Re: [PATCH RFC v6 13/18] riscv_cbqri: resctrl: Add MB_MIN bandwidth allocation via Rbwb

From: Drew Fustini

Date: Tue Jun 02 2026 - 01:01:30 EST

On Mon, Jun 01, 2026 at 08:57:17PM +0000, sashiko-bot@xxxxxxxxxx wrote:
> > diff --git a/drivers/resctrl/cbqri_resctrl.c b/drivers/resctrl/cbqri_resctrl.c
> > index f379058b0114b..1d312004b07d9 100644
> > --- a/drivers/resctrl/cbqri_resctrl.c
> > +++ b/drivers/resctrl/cbqri_resctrl.c
> > @@ -363,6 +363,9 @@ int resctrl_arch_update_one(struct rdt_resource *r, struct rdt_ctrl_domain *d,
> > case RDT_RESOURCE_L2:
> > case RDT_RESOURCE_L3:
> > return cbqri_apply_cache_config_dom(dom, r, closid, t, cfg_val);
> > + case RDT_RESOURCE_MB_MIN:
> > + /* sum(Rbwb) <= MRBWB validation runs inside cbqri_apply_rbwb(). */
> > + return cbqri_apply_rbwb(dom->hw_ctrl, closid, cfg_val, true);
>
> [Severity: High]
> Does this code leak memory bandwidth capacity when a resctrl group is removed?
>
> When a resctrl group is removed via rmdir, the CLOSID is freed by the core,
> but no architecture hook is invoked to reset the hardware or software cache.
> This means ctrl->rbwb_cache[closid] permanently retains the deleted group's
> bandwidth allocation.
>
> Later, when cbqri_apply_rbwb() is called to modify bandwidth for any active
> group, it sums across all ctrl->rcid_count CLOSIDs, including the unallocated
> ones.
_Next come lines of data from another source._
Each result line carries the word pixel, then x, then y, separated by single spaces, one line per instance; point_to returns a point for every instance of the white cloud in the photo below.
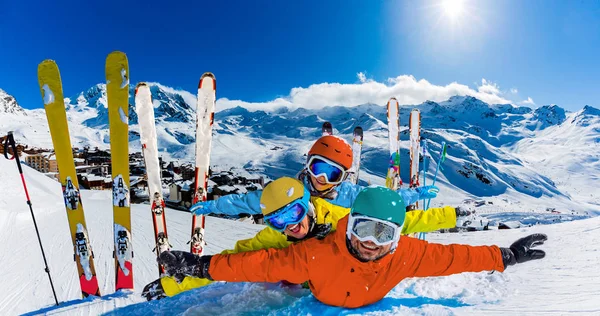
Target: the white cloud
pixel 529 101
pixel 188 97
pixel 405 88
pixel 361 77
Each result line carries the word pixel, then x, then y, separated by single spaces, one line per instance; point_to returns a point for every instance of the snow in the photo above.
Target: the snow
pixel 565 282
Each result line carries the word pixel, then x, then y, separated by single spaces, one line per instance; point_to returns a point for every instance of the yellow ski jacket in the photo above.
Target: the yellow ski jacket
pixel 416 222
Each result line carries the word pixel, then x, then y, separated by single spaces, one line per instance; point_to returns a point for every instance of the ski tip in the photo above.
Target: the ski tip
pixel 46 62
pixel 140 84
pixel 47 66
pixel 116 54
pixel 208 75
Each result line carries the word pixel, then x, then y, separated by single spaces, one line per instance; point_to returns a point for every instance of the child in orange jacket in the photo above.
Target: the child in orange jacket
pixel 359 265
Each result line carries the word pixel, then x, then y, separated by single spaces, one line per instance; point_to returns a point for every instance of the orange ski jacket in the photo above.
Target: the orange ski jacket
pixel 337 278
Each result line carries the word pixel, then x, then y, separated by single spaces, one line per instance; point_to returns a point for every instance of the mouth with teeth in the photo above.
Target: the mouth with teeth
pixel 294 228
pixel 368 248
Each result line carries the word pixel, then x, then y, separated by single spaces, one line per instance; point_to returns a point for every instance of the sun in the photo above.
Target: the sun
pixel 453 8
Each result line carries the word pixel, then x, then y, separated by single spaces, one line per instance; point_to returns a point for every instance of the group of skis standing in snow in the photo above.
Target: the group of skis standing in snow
pixel 344 241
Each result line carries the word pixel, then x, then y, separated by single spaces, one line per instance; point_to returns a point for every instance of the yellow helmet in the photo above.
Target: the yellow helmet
pixel 282 192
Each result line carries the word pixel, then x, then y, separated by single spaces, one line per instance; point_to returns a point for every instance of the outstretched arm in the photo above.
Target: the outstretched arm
pixel 439 260
pixel 267 265
pixel 420 221
pixel 264 239
pixel 233 205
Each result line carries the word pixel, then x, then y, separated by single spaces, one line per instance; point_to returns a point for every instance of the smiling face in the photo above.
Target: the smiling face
pixel 368 250
pixel 299 230
pixel 320 184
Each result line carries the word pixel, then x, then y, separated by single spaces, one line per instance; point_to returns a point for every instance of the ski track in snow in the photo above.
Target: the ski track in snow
pixel 565 282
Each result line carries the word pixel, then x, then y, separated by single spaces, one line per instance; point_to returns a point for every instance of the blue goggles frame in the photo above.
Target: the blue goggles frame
pixel 291 214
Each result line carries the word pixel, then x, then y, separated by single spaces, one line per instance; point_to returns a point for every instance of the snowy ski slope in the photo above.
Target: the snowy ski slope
pixel 566 282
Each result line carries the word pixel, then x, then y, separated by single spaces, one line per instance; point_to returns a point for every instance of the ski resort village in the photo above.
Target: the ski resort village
pixel 435 157
pixel 93 169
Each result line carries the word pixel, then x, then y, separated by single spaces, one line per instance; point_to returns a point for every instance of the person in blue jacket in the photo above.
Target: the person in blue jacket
pixel 324 175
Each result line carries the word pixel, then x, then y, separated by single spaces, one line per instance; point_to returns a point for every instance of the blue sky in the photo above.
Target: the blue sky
pixel 259 50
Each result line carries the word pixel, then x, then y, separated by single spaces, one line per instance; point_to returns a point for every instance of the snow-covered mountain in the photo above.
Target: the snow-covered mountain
pixel 565 282
pixel 502 152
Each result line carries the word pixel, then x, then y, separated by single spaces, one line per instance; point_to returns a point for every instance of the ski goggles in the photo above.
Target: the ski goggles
pixel 290 214
pixel 320 166
pixel 366 228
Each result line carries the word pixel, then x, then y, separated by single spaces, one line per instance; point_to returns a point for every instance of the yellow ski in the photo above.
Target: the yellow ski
pixel 117 90
pixel 52 94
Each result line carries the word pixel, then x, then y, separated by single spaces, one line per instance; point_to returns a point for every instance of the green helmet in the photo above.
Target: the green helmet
pixel 381 203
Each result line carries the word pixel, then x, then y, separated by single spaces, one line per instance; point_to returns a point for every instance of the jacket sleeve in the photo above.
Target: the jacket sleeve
pixel 410 196
pixel 440 260
pixel 420 221
pixel 267 265
pixel 232 204
pixel 266 238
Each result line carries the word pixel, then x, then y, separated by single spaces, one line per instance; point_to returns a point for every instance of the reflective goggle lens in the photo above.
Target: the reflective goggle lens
pixel 382 232
pixel 333 173
pixel 290 215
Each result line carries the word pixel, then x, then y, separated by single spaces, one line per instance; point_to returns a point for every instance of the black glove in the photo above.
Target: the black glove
pixel 178 263
pixel 520 251
pixel 461 212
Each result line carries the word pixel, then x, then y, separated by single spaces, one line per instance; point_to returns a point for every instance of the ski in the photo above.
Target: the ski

The stranded bandwidth from deleted groups is included in the sum,
> causing new allocations to be rejected with -EINVAL.
>
> Can an attacker with mkdir permissions repeatedly create groups, assign high
> bandwidth, and remove them, to permanently starve the default group and
> active processes?

Only root can create directories in /sys/fs/resctrl so I do not think
this is a practical concern.

> > @@ -422,9 +433,22 @@ u32 resctrl_arch_get_config(struct rdt_resource *r, struct rdt_ctrl_domain *d,
> > return val;
> > }
> >
> > +/*
> > + * RCID 0 carries the remaining MRBWB after every other RCID is seeded with
> > + * the minimum Rbwb of 1. cbqri_probe_bc() rejects a bandwidth controller
> > + * with mrbwb < rcid_count, so this subtraction cannot underflow.
> > + */
> > +static u64 cbqri_rcid0_rbwb(struct cbqri_controller *ctrl)
> > +{
> > + if (WARN_ON_ONCE(ctrl->bc.mrbwb < ctrl->rcid_count))
> > + return 1;
> > + return ctrl->bc.mrbwb - (ctrl->rcid_count - 1);
> > +}
>
> [Severity: High]
> Does this calculation cause unconditional initialization failure on systems
> where MRBWB exceeds U16_MAX?
>
> The maximum reserved bandwidth blocks (mrbwb) is a 32-bit field in hardware
> capabilities, but cbqri_apply_rbwb() enforces a strict hardware limitation
> of 16 bits per RCID (rejecting values > U16_MAX).
>
> If the global mrbwb exceeds 65535, this function returns a value exceeding
> U16_MAX, causing cbqri_apply_rbwb() to reject it with -EINVAL. This in turn
> causes domain initialization to fail, preventing CPUs from coming online
> with resctrl.

This is not a real issue. MRBWB can not exceeds U16_MAX.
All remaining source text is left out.